Agencia de Noticias do Acre
07/01/2008
Licenciamento ambiental chegara a 65% dos assentamentos nos proximos anos, garante Incra

O Instituto Nacional de Reforma Agrária (Incra) contratou nos últimos anos 55 projetos para licenciamento ambiental em assentamentos e prevê, para os próximos quatro anos, a conclusão dos processos em todo o Acre. Nesse período, espera-se que 65% dos assentamentos estejam licenciados e com medidas de mitigação ambiental em andamento.

O Incra investe R$ 200 por família nos licenciamentos. A princípio, 37 dos projetos contratados já estão em fase avançada (11 licenciados e 28 com licenciamento prévio) e 18 aguardam o início do processo. No Acre, segundo o órgão, existem 133 projetos de assentamento, mas somente cerca de 100 estão sob jurisdição do Incra. Os demais são reservas extrativistas, pólos agroflorestais ou outras unidades de assentamento geridas pelo Ibama e Governo do Estado.

O licenciamento prevê várias atividades de compensação, entre elas, políticas de sustentabilidade que evitem os pequenos desmates. "Essa política de desmatar um hectare todo ano tem de acabar", afirmou Aristotales Barros de Medeiros, do Grupo Técnico de Licenciamento Ambiental do Incra, divisão criada para cuidar exclusivamente do tema.

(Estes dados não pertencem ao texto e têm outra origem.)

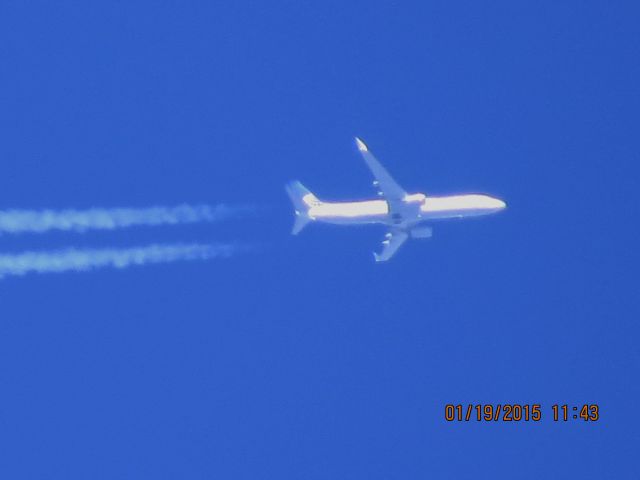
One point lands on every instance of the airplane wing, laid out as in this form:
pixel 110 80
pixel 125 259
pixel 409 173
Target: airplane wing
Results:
pixel 384 182
pixel 393 241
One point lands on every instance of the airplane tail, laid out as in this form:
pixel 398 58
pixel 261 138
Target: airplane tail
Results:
pixel 302 200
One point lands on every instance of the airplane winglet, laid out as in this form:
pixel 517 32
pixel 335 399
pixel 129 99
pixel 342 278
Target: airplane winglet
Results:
pixel 361 145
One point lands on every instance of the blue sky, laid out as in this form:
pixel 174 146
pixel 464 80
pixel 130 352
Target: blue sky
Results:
pixel 305 359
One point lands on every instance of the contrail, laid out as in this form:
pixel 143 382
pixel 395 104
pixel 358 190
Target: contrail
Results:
pixel 80 260
pixel 39 221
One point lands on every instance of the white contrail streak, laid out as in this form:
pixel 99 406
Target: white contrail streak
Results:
pixel 39 221
pixel 80 260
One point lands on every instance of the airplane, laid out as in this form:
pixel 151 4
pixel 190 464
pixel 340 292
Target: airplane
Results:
pixel 402 212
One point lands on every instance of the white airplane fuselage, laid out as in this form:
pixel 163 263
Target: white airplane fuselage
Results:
pixel 415 209
pixel 400 211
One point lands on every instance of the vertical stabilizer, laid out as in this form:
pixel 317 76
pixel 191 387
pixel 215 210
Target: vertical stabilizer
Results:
pixel 302 200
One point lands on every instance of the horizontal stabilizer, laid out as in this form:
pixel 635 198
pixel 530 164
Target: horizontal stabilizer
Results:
pixel 302 200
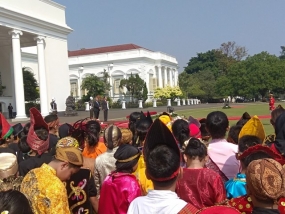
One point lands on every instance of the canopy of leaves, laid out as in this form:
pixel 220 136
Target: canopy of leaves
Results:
pixel 30 85
pixel 134 85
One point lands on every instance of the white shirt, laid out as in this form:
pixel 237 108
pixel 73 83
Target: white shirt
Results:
pixel 157 202
pixel 223 154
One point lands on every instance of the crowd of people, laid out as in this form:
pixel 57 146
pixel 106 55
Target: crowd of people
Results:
pixel 166 165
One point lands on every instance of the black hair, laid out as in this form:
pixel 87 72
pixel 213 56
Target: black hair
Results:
pixel 247 141
pixel 93 126
pixel 133 118
pixel 142 127
pixel 255 156
pixel 26 128
pixel 181 132
pixel 126 167
pixel 217 124
pixel 42 133
pixel 162 162
pixel 50 118
pixel 196 148
pixel 23 145
pixel 14 202
pixel 234 133
pixel 92 139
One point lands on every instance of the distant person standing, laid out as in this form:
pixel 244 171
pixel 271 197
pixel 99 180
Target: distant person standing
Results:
pixel 10 110
pixel 91 109
pixel 271 102
pixel 105 108
pixel 96 106
pixel 53 106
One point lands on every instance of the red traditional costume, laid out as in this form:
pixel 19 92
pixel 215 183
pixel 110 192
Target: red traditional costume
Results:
pixel 201 187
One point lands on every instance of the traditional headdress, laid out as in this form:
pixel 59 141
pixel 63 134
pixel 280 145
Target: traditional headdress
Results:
pixel 17 128
pixel 7 130
pixel 219 209
pixel 67 142
pixel 112 136
pixel 8 171
pixel 266 179
pixel 33 140
pixel 253 127
pixel 69 154
pixel 159 134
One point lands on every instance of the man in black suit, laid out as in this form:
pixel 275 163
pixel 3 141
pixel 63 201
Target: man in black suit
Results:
pixel 96 106
pixel 105 108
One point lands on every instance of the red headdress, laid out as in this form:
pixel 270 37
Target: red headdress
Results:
pixel 7 130
pixel 37 121
pixel 259 148
pixel 159 134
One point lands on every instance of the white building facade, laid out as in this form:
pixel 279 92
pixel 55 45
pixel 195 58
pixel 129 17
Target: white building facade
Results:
pixel 38 27
pixel 155 68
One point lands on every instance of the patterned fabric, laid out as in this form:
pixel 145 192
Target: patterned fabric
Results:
pixel 118 191
pixel 201 187
pixel 144 182
pixel 77 190
pixel 45 191
pixel 67 141
pixel 266 179
pixel 93 152
pixel 104 165
pixel 244 204
pixel 188 209
pixel 236 187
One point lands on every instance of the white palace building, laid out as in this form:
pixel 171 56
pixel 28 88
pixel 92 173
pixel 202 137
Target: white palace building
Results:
pixel 33 34
pixel 155 68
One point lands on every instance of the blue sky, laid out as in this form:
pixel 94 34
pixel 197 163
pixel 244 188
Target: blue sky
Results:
pixel 180 28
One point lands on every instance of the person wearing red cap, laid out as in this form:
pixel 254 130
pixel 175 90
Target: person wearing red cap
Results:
pixel 162 157
pixel 199 186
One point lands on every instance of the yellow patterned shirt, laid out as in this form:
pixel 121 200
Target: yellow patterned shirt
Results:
pixel 45 191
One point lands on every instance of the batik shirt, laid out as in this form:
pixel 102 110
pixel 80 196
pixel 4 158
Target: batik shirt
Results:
pixel 45 191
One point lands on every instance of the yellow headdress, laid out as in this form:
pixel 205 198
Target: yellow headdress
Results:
pixel 253 127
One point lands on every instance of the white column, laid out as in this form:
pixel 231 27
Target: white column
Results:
pixel 165 77
pixel 171 77
pixel 42 75
pixel 18 74
pixel 159 77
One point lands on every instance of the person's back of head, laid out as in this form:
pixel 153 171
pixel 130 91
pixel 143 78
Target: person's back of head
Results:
pixel 265 182
pixel 127 157
pixel 195 149
pixel 217 124
pixel 112 137
pixel 180 130
pixel 162 166
pixel 233 134
pixel 14 202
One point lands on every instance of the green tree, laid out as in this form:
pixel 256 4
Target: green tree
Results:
pixel 30 85
pixel 134 85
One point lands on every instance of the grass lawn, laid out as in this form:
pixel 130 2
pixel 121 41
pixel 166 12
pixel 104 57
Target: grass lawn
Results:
pixel 236 110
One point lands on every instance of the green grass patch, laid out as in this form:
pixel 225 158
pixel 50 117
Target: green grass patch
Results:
pixel 235 110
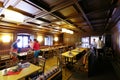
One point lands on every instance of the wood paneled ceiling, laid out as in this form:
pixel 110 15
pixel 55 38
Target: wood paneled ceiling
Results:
pixel 85 16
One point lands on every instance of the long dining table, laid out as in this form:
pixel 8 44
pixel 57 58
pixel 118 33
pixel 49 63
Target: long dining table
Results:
pixel 23 74
pixel 69 55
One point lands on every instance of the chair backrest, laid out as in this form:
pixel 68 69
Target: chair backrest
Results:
pixel 42 63
pixel 30 56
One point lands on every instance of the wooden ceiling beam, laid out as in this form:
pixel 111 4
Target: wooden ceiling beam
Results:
pixel 83 13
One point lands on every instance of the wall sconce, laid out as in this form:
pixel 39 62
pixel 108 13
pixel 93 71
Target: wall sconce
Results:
pixel 6 38
pixel 56 39
pixel 40 38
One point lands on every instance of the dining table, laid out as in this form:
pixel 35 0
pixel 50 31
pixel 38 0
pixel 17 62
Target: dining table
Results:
pixel 25 72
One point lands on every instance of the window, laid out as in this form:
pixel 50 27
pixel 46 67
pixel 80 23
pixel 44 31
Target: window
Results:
pixel 23 41
pixel 48 40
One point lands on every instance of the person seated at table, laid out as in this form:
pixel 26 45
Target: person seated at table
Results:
pixel 14 49
pixel 36 48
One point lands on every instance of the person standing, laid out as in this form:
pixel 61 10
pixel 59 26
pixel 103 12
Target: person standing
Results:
pixel 31 44
pixel 94 46
pixel 14 49
pixel 100 47
pixel 36 48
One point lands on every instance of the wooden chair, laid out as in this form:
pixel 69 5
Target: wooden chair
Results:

Na Amazônia, boa parte do desmatamento ocorre em pequenas propriedades.

A informação contrapõe dados veiculados na edição de 5 de janeiro da Folha de São Paulo em relação à auditoria que o Tribunal de Contas da União (TCU) estaria realizando em processos de assentamento no Pará e no Acre. "Aqui no nosso Estado são muitos os licenciados e os que estão em licenciamento", garantiu o superintendente do Incra, Raimundo Cardoso ao apresentar o balanço das realizações de 2007.

No pacote mitigatório estão contemplados dois Centros de Divulgação Ambiental e Florestania em Plácido de Castro e Bujari. Cada unidade custará R$ 360 mil e terá como objetivo promover a educação ambiental através de uma rádio que será instalada no local. A programação será dirigida aos assentamentos. Os centros atuarão como irradiadores de conhecimento e conscientização ambiental com cursos e palestras.

Investimentos em 2007 - Segundo o superintendente do Incra, o órgão assinou, no ano passado, convênios que superam R$ 58 milhões com instituições estaduais e federais para cumprir a meta para 2008. "Este ano, nosso objetivo é o de dotar os assentamentos de mais qualidade", disse. Apenas em ramais (convênios firmados com o Governo do Estado) foram investidos, conforme ele, mais de R$ 20 milhões.

O programa de crédito habitacional tem, ainda segundo Cardoso, mudado completamente as casas dos assentamentos. Na reserva extrativista do Alto Juruá, por exemplo, não existem mais casas construídas com paxiúba. Todas são de madeira coberta com telha de amianto ou zinco. Junto com o Governo estadual, o Incra ajudou a construir cerca de 1,2 mil casas naquela resex.